Ich hasse Textildiscounter, denkt Birgit. Aber für Menschen mit meinem Einkommen bleibt ja nichts anderes übrig. Die Preise in einem der kleineren Läden, die hier mit den Discountern konkurrieren, sind für Birgit unerschwinglich. Das Einkommen einer Kellnerin bewegt sich heute zwischen der oberen Grenze der Armut und der unteren Grenze des mittleren Wohlstandes. Nicht genug um sich über steigende Mieten, den Kosten fürs Auto und den sonstigen Lebensunterhalt keine Sorgen machen zu brauchen, aber zu viel um wirklich als arm zu gelten. Dennoch hofft Birgit, sich hier mit einem neuen T-Shirt belohnen zu können, ohne Konzerne zu unterstützen, die Kinder für sich arbeiten lassen oder mittellose Wanderarbeiter in Sklavenverträge zwingen.
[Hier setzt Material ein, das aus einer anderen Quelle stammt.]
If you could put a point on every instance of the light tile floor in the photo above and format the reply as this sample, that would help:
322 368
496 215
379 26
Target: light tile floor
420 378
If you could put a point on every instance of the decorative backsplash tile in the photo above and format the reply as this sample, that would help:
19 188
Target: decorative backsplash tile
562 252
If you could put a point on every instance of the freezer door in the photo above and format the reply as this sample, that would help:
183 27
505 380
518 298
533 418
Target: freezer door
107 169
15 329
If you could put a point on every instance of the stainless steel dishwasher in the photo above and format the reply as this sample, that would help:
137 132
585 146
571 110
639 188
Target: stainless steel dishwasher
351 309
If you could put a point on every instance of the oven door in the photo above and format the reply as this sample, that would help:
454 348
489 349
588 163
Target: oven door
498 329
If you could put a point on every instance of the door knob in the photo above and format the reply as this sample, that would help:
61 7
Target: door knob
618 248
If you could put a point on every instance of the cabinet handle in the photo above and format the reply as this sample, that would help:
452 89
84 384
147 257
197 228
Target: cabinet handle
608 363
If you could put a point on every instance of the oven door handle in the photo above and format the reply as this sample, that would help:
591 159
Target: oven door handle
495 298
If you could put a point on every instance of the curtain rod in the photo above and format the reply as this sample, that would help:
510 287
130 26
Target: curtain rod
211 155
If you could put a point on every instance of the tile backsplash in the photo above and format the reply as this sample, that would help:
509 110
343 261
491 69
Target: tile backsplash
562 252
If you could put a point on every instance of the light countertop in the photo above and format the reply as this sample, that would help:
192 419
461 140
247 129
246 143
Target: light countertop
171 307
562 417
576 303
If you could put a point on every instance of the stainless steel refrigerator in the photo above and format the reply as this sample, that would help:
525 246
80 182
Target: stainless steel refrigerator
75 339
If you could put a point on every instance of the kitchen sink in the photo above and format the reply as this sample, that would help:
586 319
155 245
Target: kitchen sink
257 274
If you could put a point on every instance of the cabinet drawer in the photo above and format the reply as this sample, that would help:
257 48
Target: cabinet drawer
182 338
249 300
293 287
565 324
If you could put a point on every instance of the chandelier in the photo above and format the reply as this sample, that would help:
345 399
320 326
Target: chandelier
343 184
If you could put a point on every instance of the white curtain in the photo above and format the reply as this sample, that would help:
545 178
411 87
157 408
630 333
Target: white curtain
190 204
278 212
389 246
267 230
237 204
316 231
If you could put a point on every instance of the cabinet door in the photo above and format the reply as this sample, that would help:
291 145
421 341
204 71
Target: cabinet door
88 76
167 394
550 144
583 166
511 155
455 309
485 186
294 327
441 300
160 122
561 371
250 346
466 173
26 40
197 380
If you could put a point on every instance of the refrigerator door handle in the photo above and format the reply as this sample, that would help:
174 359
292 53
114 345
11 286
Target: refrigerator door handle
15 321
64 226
Endlich hat Birgit den Stand mit den T-Shirts gefunden. Hoffnungsvoll geht ihr Blick über die Stapel unterschiedlichster Farben und Muster. Zunächst registriert sie den schmächtigen Mann am gegenüberliegenden Stand kaum. Doch die verhaltenen Bewegungen und der hektische Blick des Mannes, der unauffällig die Umgebung sondiert, weckt Birgits Aufmerksamkeit. Der Mann ist etwa Anfang Zwanzig und trägt eine für diese Jahreszeit viel zu dünne Jacke. Die verschlissene Jeans hängt schlaksig an den schmächtigen Hüften. Er stöbert in einem Stapel T-Shirts und zieht schließlich eines heraus. Es gibt immer noch Menschen, denen es viel schlechter geht, denkt Birgit, als sie den Mann hinter der Trennwand zu den Umkleidekabinen verschwinden sieht. Wahrscheinlich kann dieser arme Kerl sich nur ein zwei Mal im Jahr ein neues Stück leisten.
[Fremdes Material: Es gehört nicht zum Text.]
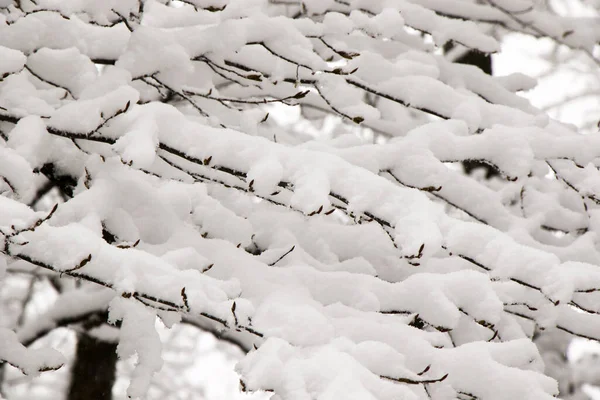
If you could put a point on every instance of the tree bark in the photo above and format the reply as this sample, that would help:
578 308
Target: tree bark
94 369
Eine Stunde später hat Birgit den Mann völlig vergessen. Ihre ganze Aufmerksamkeit richtet sich auf einen Ständer mit buntbedruckten T-Shirts. Eines der T-Shirts sticht mit seinem warmen Orange heraus. Begeistert nimmt Birgit es vom Ständer und ist entzückt vom frechen Schriftzug, der quer über der Brust in geschwungenen Buchstaben steht.
Plötzlich mischen sich das Scharren und Poltern von hektischen Schritten und aufgebrachtes Gebrüll in die eintönige Geräuschkulisse. Zwei Männer in blauer Uniform hechten den Gang entlang in Richtung Rolltreppe. Sicherheitsleute! Sie jagen jemanden!
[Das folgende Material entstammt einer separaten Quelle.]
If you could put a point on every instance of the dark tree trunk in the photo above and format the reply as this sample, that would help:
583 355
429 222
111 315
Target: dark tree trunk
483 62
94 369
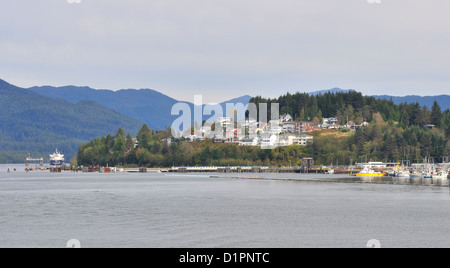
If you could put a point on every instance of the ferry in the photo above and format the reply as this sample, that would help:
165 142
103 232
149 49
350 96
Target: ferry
369 172
56 159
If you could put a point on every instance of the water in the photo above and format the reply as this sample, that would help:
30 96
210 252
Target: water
40 209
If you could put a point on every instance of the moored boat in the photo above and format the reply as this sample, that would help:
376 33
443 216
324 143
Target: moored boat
369 172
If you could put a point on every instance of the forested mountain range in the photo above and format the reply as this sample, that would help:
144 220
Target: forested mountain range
36 124
396 131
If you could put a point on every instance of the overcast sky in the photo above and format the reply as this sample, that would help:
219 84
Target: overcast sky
227 48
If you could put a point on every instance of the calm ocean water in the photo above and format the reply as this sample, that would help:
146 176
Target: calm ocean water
40 209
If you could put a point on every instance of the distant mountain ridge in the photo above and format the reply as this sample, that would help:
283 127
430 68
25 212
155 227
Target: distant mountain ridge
146 105
332 91
443 100
36 124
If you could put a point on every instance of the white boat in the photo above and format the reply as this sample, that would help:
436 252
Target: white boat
56 159
402 174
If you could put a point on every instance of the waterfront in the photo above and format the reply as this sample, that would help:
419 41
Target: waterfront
42 209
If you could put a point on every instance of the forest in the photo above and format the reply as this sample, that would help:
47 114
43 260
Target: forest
405 132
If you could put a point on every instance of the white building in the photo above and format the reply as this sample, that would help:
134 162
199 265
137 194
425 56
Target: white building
249 142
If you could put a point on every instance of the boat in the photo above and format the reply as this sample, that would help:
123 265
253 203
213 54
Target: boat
401 172
441 175
369 172
56 159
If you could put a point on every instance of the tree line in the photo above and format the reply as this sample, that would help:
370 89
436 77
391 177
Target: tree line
395 133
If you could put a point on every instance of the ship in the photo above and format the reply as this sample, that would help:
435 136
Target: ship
56 159
369 172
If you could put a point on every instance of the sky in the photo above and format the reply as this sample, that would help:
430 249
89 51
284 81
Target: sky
223 49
Birgit beschließt, ihre Neugier zu bezwingen, und geht auf kürzestem Weg zur Kasse. Vor ein paar Tagen hatte sie einen Film gesehen, in dem in einem U-Bahnhof Panik ausgebrochen war und hunderte von Menschen sich gegenseitig zu Tode quetschten. Zehn Minuten später erreicht Birgit die Drehtür des Kaufhauses und tritt erleichtert in den kalten Nieselregen. Ein Polizeiwagen steht rechts neben dem Eingang im Halteverbot.
Am nächsten Tag stand folgender Artikel in der Tageszeitung:
Ein 24-Jähriger ließ ein T-Shirt und Parfüm aus einem Geschäft im Regensburger Einkaufszentrum mitgehen.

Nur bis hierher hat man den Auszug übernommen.